Malaria is endemic in the northern coastal areas of Peru. The flooding, combined with an increase in temperature and humidity, let to a sharp increase in mosquito populations. At the same time flood damage to property caused increased exposure of the human population to bites. The result was a malaria epidemic.

On the other hand, the incidence of malaria actually declined in the inland Andean valleys, and remained stable in the jungle areas, indicating that the dramatic increase was confined to the regions affected by El Niņo rains and flooding. In the coastal regions, the increase was 191 cases per 100 000 population. Malaria incidence increased most in the two regions, Piura and Tumbes, that were most severely affected by flooding. In the latter, there were 1119 cases of malaria in 1983 compared with a yearly average of just 20 during the previous 6 years.

Heavy floods are common in many parts of South America, though they are not usually followed by such increases in endemic illness. The Trinidad and Beni provinces of Bolivia often suffer flooding, yet no epidemics were reported there even after the heavy 82-83 floods. It may be that where floods are recurrent problem, communities adapt.

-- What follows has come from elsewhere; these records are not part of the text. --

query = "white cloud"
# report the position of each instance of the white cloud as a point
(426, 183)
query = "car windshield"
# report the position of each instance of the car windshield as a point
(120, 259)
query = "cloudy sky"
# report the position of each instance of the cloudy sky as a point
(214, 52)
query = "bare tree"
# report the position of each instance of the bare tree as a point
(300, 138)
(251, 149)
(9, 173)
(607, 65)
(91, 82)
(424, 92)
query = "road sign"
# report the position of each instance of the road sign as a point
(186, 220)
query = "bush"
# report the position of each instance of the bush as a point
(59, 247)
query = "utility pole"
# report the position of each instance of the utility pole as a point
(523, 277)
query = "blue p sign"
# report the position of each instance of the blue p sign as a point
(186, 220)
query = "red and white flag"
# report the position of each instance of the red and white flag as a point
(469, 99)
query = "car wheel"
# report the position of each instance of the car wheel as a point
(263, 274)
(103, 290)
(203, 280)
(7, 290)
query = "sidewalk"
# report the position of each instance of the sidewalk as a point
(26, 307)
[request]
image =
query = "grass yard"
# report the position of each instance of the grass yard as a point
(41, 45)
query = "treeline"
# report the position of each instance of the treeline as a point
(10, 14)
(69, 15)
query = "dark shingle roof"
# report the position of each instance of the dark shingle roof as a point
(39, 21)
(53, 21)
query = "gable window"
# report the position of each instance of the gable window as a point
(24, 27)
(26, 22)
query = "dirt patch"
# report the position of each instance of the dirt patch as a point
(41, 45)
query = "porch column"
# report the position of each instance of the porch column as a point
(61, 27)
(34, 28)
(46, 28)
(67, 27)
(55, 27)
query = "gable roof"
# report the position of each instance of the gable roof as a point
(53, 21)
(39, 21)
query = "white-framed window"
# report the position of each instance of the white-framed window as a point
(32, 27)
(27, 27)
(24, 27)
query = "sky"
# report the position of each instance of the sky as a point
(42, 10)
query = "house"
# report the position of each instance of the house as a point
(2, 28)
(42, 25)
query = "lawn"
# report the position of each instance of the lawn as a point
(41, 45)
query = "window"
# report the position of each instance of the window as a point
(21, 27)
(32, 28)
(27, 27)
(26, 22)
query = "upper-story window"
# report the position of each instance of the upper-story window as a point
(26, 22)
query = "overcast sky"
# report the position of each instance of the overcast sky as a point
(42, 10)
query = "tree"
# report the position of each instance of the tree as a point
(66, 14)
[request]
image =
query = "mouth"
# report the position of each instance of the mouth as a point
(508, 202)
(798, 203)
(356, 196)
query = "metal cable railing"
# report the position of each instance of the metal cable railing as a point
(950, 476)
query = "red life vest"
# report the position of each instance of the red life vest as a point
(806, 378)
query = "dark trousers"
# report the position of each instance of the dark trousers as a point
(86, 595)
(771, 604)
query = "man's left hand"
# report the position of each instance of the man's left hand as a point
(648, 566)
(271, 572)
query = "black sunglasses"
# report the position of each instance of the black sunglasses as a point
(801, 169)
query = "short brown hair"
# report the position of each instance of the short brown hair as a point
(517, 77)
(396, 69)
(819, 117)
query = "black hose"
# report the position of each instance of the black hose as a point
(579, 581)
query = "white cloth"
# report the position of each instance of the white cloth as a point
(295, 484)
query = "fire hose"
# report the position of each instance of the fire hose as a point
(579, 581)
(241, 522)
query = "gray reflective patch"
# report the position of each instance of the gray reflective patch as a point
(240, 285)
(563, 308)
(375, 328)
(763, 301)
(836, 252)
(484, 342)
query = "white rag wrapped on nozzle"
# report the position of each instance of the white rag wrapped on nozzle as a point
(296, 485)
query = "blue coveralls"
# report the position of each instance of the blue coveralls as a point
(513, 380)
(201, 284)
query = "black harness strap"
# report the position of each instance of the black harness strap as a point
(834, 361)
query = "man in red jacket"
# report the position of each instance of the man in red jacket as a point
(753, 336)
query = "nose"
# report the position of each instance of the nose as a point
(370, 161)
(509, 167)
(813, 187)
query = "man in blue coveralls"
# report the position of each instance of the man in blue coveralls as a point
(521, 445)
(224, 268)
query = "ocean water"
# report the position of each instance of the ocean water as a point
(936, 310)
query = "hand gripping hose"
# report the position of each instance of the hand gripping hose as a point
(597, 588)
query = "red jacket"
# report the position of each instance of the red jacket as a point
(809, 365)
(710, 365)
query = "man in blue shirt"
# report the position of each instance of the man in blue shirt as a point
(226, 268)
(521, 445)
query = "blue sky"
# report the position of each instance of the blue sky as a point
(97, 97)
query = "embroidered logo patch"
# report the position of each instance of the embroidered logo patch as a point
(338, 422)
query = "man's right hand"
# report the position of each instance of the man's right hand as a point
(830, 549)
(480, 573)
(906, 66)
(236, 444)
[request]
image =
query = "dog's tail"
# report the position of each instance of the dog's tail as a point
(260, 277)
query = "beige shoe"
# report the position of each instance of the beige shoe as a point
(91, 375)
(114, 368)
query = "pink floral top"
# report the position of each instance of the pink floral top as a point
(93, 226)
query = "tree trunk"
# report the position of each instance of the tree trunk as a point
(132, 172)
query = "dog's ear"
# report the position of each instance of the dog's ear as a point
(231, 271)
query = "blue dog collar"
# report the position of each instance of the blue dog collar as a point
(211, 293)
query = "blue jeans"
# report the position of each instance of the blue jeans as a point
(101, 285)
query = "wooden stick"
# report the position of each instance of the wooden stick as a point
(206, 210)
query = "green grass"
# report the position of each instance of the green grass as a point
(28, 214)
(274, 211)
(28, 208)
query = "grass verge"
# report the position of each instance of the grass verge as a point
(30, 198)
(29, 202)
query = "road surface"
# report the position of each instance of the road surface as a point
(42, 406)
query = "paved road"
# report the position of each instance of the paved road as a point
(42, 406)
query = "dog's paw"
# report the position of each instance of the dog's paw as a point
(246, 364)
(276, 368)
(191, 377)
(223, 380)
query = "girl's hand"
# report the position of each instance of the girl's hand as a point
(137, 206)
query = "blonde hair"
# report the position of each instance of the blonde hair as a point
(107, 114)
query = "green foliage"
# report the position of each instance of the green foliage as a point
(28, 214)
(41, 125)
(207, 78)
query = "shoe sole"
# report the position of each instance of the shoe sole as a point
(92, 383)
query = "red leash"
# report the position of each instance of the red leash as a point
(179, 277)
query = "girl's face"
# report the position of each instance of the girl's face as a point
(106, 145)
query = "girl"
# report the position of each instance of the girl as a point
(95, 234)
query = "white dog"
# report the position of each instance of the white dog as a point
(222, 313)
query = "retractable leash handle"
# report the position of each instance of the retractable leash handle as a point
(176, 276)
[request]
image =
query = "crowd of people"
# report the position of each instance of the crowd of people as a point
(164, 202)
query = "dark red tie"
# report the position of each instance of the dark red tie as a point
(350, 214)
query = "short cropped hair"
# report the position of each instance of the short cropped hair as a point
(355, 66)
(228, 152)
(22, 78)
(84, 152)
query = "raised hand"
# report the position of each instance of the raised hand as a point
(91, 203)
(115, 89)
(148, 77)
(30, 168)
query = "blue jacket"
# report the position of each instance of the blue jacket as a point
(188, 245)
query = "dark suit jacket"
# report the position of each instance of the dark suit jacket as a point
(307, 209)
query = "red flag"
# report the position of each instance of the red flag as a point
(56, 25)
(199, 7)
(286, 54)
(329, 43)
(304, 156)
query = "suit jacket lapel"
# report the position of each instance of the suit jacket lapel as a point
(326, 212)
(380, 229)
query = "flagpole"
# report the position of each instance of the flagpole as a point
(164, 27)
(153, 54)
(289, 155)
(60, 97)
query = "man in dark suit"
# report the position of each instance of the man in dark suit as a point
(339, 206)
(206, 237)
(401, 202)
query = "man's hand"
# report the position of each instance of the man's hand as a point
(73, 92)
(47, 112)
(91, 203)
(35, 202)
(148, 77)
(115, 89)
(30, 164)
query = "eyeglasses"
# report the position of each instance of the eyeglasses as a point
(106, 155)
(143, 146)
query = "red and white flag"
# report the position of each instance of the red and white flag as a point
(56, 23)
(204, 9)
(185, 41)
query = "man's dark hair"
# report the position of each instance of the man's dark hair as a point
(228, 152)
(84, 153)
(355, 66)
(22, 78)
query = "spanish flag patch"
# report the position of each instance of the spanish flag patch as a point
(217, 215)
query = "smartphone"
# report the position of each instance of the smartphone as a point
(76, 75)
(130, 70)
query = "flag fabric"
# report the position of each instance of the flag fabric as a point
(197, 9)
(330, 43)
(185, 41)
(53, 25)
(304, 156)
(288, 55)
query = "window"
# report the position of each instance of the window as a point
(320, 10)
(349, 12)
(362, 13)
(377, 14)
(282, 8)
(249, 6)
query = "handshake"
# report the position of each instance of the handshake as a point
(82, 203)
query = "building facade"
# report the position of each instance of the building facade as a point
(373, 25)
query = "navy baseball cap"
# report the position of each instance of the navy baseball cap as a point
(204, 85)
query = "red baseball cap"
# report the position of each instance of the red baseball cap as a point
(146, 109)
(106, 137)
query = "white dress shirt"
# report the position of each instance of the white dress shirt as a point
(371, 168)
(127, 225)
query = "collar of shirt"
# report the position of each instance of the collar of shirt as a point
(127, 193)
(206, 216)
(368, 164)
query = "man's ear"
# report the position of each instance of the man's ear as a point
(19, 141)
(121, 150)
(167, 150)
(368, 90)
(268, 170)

In northern Peru, however, only the very old could remember rains as heavy as those in 82-83, and it was very abnormality of the weather conditions that exacerbated the death rate. For example, a sandy ravine crossed the center of the town of Sullana. Some could remember water flowing down it 70 years previously, but in the intervening period, shops and houses and a market had been built along the water way. All these buildings were destroyed or inundated during the 1982-83 floods.

Intermittent, severe El Niņo induced flooding is probably a long-standing destructive force in Peru. Michael Mosley of the Chicago Field Museum of natural History believes systems on the Peruvian plains may have been destroyed by El Niņo rains as early as AD 1100. Without the irrigation systems, the area gradually became arid, as it is today.